During the Vietnam War, school kids were encouraged to write to servicemen.

“Four or five kids I never knew wrote me from different places, not just Lanark,” the Army veteran said.

When a letter arrived from home, Boelkens said, it was shared with the rest of the guys in the infantry.

“If you got food from home, you shared it with everybody,” he said. “My folks had their 25th wedding anniversary and they sent a piece of German chocolate cake — that was so good and I had to share it, that’s the way it was.”

When Boelkens came home for a leave he was supposed to finish his time of service at Fort Carson in Colorado.

“The mayor in Lanark knew about the early-out program for Vietnam vets if you were needed at home and you got the signatures of people like your pastor and parents,” he said. “I got out 90 days early and that was wonderful.”

But when Boelkens came back from the war zone, he was not settled.

“When you first get home, you warn everybody to not wake you up and you always sit way from the door so you can see the doors,” he said.

Boelkens worked on his family farm and took some college classes.

“I wasn’t ready for anything permanent so I went to Australia in 1971,” he said. “I needed that time and it’s too bad everybody doesn’t realize that coming back because it really made a difference for me.”

The Army veteran started in Sydney and got a job in a stainless steel factory where they made things like counter tops and washing machines. After he saved enough money to purchase a motorcycle, Boelkens started to travel.

“I had a friend I went to radio school with from Michigan and he wanted to ride around Australia so he made it half the way around and I made it all the way around,” he said. “I only had to send home for money one time because I couldn’t find work.”

Boelkens met a lot of nice people in Australia and he read a lot.

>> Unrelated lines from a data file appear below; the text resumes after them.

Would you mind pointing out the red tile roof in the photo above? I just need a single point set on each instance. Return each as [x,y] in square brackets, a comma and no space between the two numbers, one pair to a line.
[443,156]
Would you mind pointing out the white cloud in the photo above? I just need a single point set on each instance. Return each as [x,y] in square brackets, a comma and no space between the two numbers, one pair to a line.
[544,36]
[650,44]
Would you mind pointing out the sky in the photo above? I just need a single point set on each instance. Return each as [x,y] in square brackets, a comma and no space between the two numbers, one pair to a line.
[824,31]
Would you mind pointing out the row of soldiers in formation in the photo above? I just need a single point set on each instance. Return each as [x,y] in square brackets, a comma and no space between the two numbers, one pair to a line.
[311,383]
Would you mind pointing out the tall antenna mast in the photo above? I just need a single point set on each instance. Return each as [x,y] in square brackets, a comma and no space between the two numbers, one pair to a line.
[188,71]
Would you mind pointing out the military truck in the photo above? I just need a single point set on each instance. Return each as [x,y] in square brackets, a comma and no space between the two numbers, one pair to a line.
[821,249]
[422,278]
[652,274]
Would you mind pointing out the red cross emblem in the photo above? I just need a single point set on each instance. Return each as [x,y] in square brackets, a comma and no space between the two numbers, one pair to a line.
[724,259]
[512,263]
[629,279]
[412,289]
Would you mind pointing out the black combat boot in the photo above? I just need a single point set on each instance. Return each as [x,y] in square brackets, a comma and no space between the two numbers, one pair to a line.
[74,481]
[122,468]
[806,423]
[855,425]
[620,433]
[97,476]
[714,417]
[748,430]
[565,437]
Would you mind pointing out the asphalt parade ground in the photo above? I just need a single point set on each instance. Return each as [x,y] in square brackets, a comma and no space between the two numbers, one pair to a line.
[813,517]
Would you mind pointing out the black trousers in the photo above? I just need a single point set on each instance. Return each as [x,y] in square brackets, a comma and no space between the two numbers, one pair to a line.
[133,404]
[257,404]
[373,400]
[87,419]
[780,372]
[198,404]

“I got my bearings back under me and I was thankful I was able to do that,” he said. “It was a little tough on my parents because they just got me back from Vietnam and I left again, but I knew it was something I had to do.”

After Boelkens started farming with his dad, he married his wife, Jan, and got the opportunity to farm by Chadwick, where they also raised hogs and fed cattle.

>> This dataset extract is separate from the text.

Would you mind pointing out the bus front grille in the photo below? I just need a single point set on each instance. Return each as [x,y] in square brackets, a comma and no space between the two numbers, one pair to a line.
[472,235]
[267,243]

“In 1977, Jan’s dad built a new house so we started farming this 200 acres,” he said.

Now their son and three daughters are all involved with farmland ownership.

“Our son is calling the shots and our daughter, Myra, helps with the sheep and goats,” Boelkens said.

“It’s a family affair and in the summer we try to do things together like making apple cider,” he said. “We made 21 gallons, and it’s a neighborhood thing — we had about 14 people here.”

The family members farm a couple thousand acres where they grow corn, soybeans and a few acres of hay.

“We use to feed over 600 head of cattle and now we feed none,” Boelkens said. “The sheep and goats are our hobbies.”

The goats have been part of the operation for over 40 years.

“We started with milking goats when our twin daughters were in 4-H and we had maybe six at the most,” Boelkens said.

“Now we have fainting goats and for years we sold them as pets to petting zoos, but that got hard during COVID so now we raise them for meat and breeding stock.”

The Katahdin sheep have been part of the operation for the past nine years.

“It’s a registered herd and we sell breeding stock and now were at 24 head, but at one time we were up to 40,” Boelkens said. “One year we had 99 lambs and the next year we had 101 lambs, but we’ve cut back.”